I will give Scherfig credit for not being a doctrinaire ideologue in writing this. It's far too filled with a sort of humor and humanity for it to be so dull. If anything, I can share the in his view of the modern world as pointlessly bureaucratic, oppressive, corrosive and dehumanizing. Certainly, the humor and biting irony is what makes this short book enjoyable, as well as the skill in which the author portrays the natural world.
Two things brought me down about the novel. At times, when not focused on external description, the expository prose is almost horrendously clunky. I'm not sure if it's like that in the original Danish, or it's just a bad translator, but whenever the omniscient narrator takes over, it's just this flat passively written voice that describes and never *shows*. It brings everything to a stylistically screeching halt.
The other, and far more grating flaw, is one that I've noticed that a lot of Communists and Socialists of a bourgeois background have. Despite their revolutionary aspirations, they not only don't understand the proletariat, they fear and loathe them with a passion. For example, while the satirical parts set in the world the Copenhagen middle class are very deftly done, with an aura of verisimilitude, once the setting moves to the country, it becomes a wide farce with completely overdone caricatures done in a heavy hand. Other than the disabled farmer Anders, and the unnamed shop-girl, nearly everyone in the country is portrayed as a physically and morally monstrous person consumed with undermining and reporting on their neighbors, and ripping off people every possible chance they get. It's rather sad, because the descriptive prose is at its best in the countryside and it's all wasted on this overblown rendition of Jante's Law.

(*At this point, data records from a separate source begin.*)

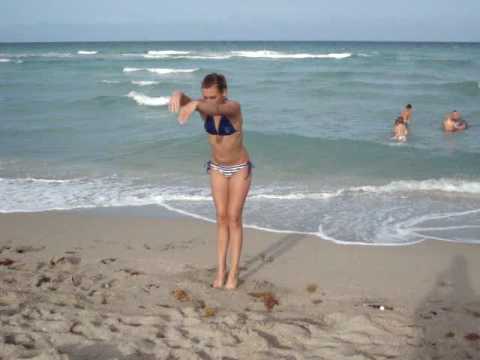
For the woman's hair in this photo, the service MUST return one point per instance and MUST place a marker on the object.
(215, 79)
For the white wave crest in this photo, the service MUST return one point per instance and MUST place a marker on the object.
(167, 52)
(278, 55)
(110, 81)
(86, 52)
(191, 57)
(160, 71)
(443, 185)
(145, 83)
(143, 99)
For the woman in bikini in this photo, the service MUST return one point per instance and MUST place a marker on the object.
(230, 167)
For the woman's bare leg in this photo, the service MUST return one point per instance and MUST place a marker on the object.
(237, 193)
(219, 184)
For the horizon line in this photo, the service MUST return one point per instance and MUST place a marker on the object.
(244, 40)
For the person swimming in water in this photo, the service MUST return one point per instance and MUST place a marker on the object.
(406, 114)
(400, 130)
(454, 122)
(230, 168)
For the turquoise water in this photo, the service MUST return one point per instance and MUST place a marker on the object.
(86, 125)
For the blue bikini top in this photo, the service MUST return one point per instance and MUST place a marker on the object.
(225, 126)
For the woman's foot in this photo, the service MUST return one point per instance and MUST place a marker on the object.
(232, 281)
(219, 280)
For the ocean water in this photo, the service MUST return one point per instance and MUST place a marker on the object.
(86, 125)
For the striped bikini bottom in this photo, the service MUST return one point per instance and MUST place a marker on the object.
(229, 170)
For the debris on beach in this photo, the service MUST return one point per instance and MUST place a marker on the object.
(133, 272)
(108, 260)
(42, 280)
(210, 312)
(472, 337)
(268, 299)
(380, 307)
(7, 262)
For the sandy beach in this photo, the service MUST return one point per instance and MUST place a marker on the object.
(84, 285)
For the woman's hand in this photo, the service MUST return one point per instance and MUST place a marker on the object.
(175, 101)
(186, 111)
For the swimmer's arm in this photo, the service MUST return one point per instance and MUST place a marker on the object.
(229, 109)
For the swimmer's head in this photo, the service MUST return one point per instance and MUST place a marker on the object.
(214, 88)
(455, 115)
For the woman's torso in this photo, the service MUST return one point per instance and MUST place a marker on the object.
(228, 149)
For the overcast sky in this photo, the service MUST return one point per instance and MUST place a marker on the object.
(117, 20)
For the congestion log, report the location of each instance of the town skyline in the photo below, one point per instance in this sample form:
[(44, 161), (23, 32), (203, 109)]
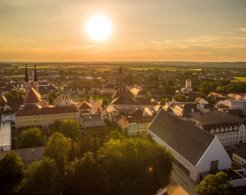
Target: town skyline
[(53, 31)]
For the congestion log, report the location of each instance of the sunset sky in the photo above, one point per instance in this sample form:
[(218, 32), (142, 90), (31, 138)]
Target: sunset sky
[(146, 30)]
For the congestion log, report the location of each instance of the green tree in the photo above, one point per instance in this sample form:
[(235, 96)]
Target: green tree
[(41, 177), (69, 128), (32, 137), (134, 166), (58, 148), (122, 166), (217, 184), (11, 173), (84, 177)]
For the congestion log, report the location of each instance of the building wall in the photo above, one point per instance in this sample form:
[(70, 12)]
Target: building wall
[(134, 128), (193, 172), (8, 117), (214, 152), (43, 120), (230, 135), (238, 159)]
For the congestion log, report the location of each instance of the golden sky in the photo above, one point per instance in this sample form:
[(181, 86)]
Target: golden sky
[(146, 30)]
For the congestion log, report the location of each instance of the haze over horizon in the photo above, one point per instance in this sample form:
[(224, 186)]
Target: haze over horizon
[(158, 30)]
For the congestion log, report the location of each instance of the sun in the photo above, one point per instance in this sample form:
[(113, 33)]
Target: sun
[(99, 27)]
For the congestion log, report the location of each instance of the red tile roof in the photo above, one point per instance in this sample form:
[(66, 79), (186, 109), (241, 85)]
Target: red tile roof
[(85, 105), (29, 111)]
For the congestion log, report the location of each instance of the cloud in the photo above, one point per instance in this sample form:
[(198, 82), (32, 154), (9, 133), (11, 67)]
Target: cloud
[(243, 29)]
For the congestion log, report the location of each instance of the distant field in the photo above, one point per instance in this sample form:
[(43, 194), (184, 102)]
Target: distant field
[(164, 68), (240, 79)]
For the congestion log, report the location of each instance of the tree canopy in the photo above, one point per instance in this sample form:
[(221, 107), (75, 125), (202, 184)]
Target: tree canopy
[(32, 137), (11, 173), (217, 184), (58, 147), (69, 128), (41, 178), (121, 166)]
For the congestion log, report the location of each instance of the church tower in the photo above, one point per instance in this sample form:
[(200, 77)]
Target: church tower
[(26, 77), (35, 78)]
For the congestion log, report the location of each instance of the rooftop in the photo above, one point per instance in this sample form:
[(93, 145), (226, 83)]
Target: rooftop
[(185, 138), (29, 111)]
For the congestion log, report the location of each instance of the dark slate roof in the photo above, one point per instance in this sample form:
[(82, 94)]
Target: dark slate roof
[(132, 101), (123, 91), (185, 138), (7, 110), (29, 111), (85, 105)]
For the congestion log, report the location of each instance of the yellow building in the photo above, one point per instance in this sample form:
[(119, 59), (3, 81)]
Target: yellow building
[(44, 116), (36, 112)]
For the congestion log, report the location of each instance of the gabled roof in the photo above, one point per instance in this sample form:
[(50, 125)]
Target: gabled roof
[(7, 110), (216, 117), (3, 100), (36, 110), (188, 140), (32, 97), (124, 91), (85, 105)]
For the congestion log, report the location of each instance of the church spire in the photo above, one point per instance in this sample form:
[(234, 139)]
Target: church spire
[(26, 75), (35, 74)]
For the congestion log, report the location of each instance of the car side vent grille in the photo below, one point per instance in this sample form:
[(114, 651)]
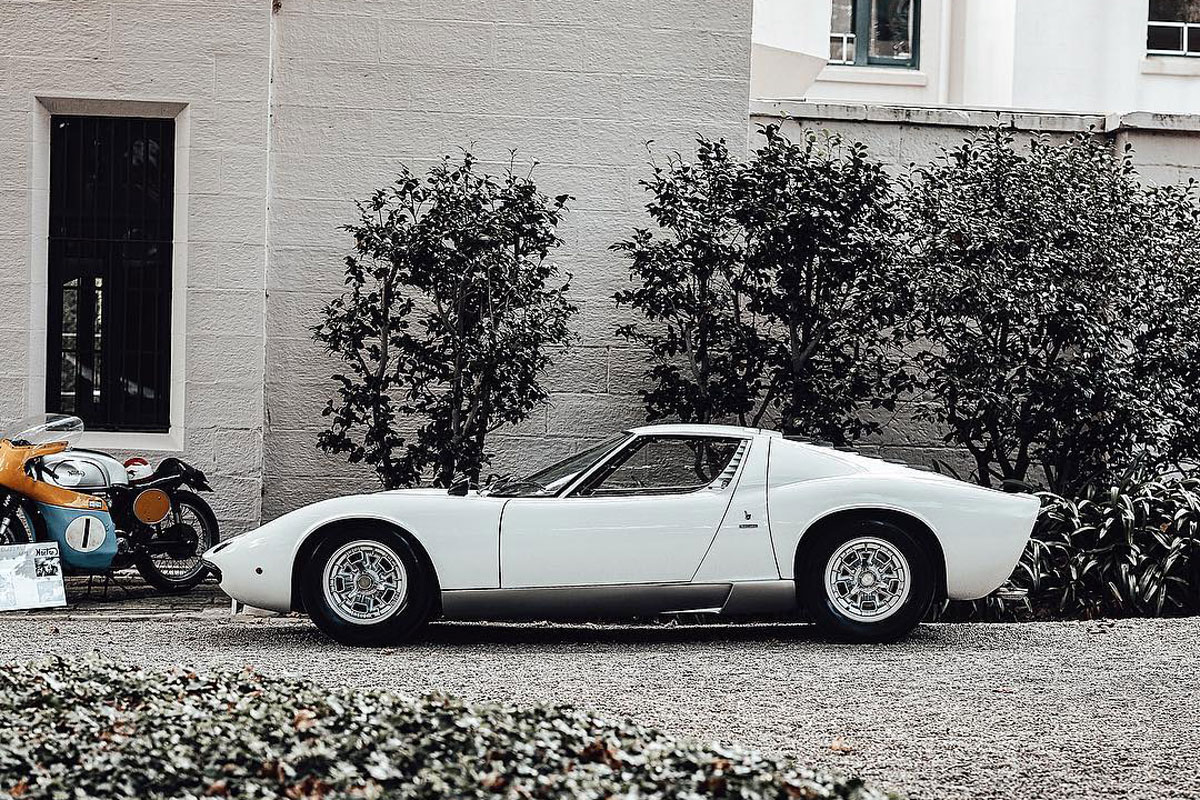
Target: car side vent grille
[(731, 469)]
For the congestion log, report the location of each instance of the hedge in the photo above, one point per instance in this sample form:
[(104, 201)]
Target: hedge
[(96, 728)]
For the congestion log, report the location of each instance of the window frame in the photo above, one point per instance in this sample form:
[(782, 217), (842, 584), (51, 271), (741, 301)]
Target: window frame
[(1185, 29), (613, 461), (85, 240), (42, 107), (861, 23)]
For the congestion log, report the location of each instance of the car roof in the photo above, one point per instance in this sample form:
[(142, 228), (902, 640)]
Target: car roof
[(696, 429)]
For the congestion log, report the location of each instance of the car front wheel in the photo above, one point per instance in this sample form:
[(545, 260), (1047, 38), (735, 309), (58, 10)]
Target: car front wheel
[(366, 587), (867, 581)]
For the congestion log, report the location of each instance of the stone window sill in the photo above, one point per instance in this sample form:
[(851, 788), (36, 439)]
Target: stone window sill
[(885, 76), (1170, 65)]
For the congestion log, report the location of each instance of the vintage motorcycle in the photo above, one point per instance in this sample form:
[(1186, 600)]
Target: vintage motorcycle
[(105, 515)]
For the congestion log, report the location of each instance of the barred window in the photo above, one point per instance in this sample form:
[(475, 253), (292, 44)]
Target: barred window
[(1174, 28), (108, 322)]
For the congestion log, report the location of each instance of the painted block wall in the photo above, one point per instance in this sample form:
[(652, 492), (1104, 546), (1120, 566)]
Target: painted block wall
[(210, 56), (576, 85)]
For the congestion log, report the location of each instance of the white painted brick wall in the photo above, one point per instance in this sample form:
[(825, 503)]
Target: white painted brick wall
[(213, 55), (577, 85)]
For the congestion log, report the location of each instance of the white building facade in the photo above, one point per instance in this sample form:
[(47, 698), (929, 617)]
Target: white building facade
[(174, 175), (1061, 55)]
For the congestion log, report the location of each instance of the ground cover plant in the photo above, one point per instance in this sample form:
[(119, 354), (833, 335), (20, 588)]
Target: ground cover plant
[(100, 729)]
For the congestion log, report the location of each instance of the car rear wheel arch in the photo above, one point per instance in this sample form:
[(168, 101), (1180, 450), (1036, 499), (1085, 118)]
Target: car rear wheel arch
[(918, 529), (309, 546)]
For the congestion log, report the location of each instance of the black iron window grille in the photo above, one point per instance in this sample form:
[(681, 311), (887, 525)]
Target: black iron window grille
[(108, 322)]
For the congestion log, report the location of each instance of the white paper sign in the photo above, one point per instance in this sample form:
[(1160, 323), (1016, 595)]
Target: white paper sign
[(31, 576)]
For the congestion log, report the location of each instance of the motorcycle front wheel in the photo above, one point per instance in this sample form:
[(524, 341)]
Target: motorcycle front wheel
[(18, 521), (172, 575)]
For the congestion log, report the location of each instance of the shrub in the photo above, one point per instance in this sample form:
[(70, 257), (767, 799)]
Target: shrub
[(101, 729), (820, 227), (771, 287), (450, 310), (689, 277), (1051, 289), (1127, 548)]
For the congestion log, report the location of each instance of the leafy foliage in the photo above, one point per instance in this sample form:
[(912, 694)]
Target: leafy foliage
[(451, 306), (820, 232), (101, 729), (1050, 289), (1126, 548), (703, 343), (771, 287)]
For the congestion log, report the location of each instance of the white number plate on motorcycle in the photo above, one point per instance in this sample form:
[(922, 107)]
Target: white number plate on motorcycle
[(31, 577)]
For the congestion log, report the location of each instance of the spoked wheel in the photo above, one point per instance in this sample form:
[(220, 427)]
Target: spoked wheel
[(17, 522), (366, 587), (870, 581), (179, 569)]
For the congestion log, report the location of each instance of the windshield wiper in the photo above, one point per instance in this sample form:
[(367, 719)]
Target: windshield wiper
[(503, 488)]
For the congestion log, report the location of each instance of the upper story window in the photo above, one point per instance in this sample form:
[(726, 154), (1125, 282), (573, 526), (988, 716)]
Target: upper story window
[(891, 30), (108, 312), (1174, 28)]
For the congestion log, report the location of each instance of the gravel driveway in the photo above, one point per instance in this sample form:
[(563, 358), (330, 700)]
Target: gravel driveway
[(1036, 710)]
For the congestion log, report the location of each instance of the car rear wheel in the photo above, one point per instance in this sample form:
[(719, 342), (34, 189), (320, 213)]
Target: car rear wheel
[(865, 581), (366, 587)]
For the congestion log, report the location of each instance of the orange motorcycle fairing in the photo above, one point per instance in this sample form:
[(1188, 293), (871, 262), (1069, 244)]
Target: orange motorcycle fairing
[(15, 477)]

It's far better when misanthropes simply accept that humanity is doomed, rather than trying to find reasons why it's so and affix blame somehow. It allows for far more nuanced depictions of reality than this. That said, at times it's pretty funny.
Read information about the authorHans Scherfig was a renowned Danish author and artist.
His most famous works of literature include Det Forsømte Forår (Stolen Spring), Frydenholm, Idealister (Idealists), and Skorpionen (The Scorpion), the last of which was published in over 20 countries. He is also well-known for his distinctive Naivist lithographs which depict jungle and savanna scenes that owe something to Henri Rousseau, and various drawings and paintings with satirical, political, and biblical subject matter.
Central to Scherfigs work was his life-long political engagement. Already in his early years he became a dedicated communist and remained so until his death in 1979.
Because of this Scherfig was imprisoned by the Nazi German military occupation forces in Denmark during WWII. During the Cold War, Scherfig intensified his critical attitude against the USA.